Die meisten meiner Freunde sind in fixen Beziehungen und
haben Kinder. Vier meiner Freunde sind noch immer mit derselben
Frau verheiratet, alle anderen sind geschieden oder wiederverheiratet.
In meinem kleinen persönlichen Kosmos halten
Freundschaften offenbar länger als Ehen.
Der Begriff Freundschaft ist mindestens so überladen wie Liebe.
Persönlich tendiere ich sowohl bei Freunden als auch in der Liebe
zur Idealisierung, erhoffe mir das, was mir fehlt, in Freunden und
in der Liebespartnerin zu finden. Das ist natürlich eine Illusion,
die einer genaueren Betrachtung nicht standhält. Die Illusionen,
die man sich über menschliche Beziehungen machen kann, sind
grenzenlos. Daher werden in diesem Buch zehn Gebote wahrer
Freundschaft aufgestellt.
Gebote sind in Stein gemeißelt. Das reale Leben ist aus Fleisch
und Blut. Deswegen verstoßen Menschen immer wieder gegen
Gebote. Die zehn Gebote in diesem Buch sind nicht von Gott
gegeben, sondern von menschlichen Erfahrungen geprägt.
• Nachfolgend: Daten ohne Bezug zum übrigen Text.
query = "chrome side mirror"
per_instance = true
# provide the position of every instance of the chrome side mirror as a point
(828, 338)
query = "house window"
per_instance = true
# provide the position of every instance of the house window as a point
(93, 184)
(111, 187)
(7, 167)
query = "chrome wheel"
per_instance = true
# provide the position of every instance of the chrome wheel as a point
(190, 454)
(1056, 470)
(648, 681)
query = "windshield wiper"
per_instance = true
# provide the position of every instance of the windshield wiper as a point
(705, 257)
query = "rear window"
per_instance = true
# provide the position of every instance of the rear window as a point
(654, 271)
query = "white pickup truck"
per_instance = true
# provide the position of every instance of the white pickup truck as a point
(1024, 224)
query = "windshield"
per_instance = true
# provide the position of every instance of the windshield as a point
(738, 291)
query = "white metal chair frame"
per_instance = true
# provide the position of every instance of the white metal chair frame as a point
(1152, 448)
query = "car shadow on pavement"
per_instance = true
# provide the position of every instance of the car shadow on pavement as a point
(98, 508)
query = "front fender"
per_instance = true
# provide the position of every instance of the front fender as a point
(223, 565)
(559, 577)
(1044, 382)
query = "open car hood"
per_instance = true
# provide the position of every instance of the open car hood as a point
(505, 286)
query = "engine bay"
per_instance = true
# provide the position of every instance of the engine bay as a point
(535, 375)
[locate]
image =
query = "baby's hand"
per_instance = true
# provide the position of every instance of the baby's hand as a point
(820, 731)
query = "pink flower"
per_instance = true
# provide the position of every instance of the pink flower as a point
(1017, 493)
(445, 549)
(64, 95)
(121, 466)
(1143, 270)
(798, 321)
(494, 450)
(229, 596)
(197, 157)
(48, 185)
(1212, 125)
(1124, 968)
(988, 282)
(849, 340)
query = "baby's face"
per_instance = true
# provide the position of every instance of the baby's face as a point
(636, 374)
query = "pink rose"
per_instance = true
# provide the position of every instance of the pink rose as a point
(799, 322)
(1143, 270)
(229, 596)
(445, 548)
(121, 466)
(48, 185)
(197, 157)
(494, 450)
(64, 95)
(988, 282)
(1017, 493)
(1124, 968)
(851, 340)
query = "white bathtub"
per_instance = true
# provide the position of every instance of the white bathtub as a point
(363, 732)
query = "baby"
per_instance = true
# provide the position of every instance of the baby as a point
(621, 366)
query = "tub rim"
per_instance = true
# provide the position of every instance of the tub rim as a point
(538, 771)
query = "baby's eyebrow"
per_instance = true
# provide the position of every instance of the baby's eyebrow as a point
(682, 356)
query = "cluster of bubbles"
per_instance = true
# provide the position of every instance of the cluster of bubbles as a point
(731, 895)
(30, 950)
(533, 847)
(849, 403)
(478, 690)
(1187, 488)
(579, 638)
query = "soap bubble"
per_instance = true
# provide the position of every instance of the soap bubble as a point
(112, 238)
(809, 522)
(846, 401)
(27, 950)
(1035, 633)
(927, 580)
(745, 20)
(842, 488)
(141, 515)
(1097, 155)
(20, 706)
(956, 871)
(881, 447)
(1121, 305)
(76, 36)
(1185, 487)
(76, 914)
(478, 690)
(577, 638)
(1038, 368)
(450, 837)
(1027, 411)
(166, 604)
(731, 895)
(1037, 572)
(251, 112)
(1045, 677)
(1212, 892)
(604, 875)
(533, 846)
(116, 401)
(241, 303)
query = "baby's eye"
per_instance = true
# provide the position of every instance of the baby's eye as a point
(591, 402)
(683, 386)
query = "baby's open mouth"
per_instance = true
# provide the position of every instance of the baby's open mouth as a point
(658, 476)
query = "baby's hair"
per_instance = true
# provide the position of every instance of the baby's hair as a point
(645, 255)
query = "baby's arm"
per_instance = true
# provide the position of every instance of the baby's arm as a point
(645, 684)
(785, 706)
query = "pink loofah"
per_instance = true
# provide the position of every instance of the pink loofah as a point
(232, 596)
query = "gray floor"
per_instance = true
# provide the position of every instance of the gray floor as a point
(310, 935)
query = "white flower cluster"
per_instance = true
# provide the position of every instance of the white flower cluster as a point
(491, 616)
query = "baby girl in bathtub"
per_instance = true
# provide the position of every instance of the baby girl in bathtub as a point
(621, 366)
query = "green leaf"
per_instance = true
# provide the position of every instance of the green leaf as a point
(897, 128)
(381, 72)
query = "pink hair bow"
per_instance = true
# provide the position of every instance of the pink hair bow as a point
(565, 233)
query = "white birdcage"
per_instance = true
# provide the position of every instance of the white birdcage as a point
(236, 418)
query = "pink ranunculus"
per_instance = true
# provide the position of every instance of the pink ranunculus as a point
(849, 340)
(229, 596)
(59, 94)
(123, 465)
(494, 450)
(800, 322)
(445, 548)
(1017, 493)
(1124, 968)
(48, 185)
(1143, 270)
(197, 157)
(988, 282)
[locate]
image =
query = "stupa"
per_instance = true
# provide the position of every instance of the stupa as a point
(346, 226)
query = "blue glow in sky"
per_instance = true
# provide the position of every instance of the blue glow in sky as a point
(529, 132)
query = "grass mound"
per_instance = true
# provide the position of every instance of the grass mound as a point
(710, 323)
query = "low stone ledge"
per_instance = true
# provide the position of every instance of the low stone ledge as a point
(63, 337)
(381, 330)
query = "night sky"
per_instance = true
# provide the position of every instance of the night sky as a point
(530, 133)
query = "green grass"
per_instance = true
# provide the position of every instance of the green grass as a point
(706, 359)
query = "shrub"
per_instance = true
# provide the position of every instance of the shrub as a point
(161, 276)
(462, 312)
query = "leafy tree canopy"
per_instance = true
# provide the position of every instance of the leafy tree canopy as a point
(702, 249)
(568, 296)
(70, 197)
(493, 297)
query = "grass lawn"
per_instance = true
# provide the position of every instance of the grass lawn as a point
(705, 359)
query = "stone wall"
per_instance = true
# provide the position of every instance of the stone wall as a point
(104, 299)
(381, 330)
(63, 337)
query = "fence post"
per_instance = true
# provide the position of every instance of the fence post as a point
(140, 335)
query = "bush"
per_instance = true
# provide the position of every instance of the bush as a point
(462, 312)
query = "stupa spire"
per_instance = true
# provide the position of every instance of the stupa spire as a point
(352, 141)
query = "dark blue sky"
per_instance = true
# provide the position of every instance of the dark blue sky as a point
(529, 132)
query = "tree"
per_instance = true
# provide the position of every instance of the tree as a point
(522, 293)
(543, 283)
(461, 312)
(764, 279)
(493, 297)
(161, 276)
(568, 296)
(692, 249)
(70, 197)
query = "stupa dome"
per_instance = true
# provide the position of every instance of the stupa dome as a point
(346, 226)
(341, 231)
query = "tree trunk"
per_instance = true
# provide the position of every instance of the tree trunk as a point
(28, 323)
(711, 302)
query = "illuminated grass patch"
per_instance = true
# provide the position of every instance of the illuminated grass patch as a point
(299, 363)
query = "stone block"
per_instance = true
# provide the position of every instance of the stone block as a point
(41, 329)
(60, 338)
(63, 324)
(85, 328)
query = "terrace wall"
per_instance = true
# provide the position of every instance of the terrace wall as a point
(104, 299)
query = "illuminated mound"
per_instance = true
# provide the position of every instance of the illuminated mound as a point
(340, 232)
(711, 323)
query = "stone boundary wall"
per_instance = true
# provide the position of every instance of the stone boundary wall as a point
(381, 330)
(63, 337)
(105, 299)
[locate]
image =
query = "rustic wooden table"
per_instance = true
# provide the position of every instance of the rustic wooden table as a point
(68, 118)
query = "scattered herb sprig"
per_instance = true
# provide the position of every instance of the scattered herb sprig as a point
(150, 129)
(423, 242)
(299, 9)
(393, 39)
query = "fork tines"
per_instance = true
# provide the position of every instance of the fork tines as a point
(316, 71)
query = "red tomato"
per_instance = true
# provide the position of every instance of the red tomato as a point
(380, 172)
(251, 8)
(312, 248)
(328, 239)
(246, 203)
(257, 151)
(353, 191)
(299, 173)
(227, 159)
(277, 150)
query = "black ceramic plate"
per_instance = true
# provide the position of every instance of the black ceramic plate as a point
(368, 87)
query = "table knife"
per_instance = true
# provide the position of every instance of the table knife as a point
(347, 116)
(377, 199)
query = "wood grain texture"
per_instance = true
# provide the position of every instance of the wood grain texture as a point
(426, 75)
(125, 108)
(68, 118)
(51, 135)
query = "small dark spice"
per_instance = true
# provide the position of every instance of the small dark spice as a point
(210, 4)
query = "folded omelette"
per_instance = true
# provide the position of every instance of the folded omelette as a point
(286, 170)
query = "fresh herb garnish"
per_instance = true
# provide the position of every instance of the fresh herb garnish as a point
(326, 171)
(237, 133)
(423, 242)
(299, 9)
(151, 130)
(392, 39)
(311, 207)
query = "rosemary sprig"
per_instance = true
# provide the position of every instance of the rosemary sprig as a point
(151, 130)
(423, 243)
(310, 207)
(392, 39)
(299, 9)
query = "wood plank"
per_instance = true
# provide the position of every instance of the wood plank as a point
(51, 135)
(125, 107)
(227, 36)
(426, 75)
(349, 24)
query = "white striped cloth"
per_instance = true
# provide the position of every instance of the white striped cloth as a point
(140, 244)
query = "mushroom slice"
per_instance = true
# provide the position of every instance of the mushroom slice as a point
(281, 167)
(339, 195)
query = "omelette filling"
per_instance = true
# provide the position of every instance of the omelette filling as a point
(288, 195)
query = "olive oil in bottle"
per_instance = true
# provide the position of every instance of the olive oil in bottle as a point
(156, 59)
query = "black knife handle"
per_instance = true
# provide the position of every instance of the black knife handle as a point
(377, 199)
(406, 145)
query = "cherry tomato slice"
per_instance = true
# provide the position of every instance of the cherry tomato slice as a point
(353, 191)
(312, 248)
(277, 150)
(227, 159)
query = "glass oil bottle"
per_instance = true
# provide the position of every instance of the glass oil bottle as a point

Sie
sollen helfen, darüber nachzudenken, ob wir unsere Freundschaften
nicht mit unerfüllbaren Erwartungen belasten. Bei zwei Geboten
war ich mir ursprünglich sicher, dass sie für mich keine
Geltung hätten, bis ich nach genauerer Prüfung draufgekommen
bin, dass sie mich mehr betreffen, als mir lieb ist. Dabei ist
mir bewusst geworden, dass es der Schatten meiner eigenen
Persönlichkeit ist, der meine Freundschaften am gefährlichsten
bedroht.
Dieses Buch versteht sich als Einladung an Sie, das Verhältnis
zu Ihren Freunden zu reflektieren und dabei mehr über sich selbst
zu erfahren. Dazu ist es notwendig, sich auch mit den dunklen
Seiten der Freundschaft auseinanderzusetzen, statt diese nur zu
idealisieren. Eine im März dieses Jahres publizierte Studie der
Universität von Tel Aviv und des Massachusetts Institute of Technology
(MIT) sollte uns zu denken geben. Sie deckt einen blinden
Fleck auf, den es offenbar in vielen Freundschaften gibt. Nur
50 Prozent jener Menschen, die man selbst zu seinen Freunden
zählt, sehen das umgekehrt so. Das würde bedeuten, dass jeder
zweite unserer Freunde unsere Gefühle nicht in ähnlicher Weise
erwidert und wir für ihn eher Bekannte sind.2
Die besten Geschichten schreibt das Leben. Alle Geschichten
in diesem Buch sind wahr. Sie sind aus dem Leben von Menschen
gegriffen, gerade deshalb mögen manche unglaublich, unwahrscheinlich
oder gar seltsam klingen. Einige Geschichten werden
Sie berühren, andere werden Sie vielleicht als uninteressant empfinden.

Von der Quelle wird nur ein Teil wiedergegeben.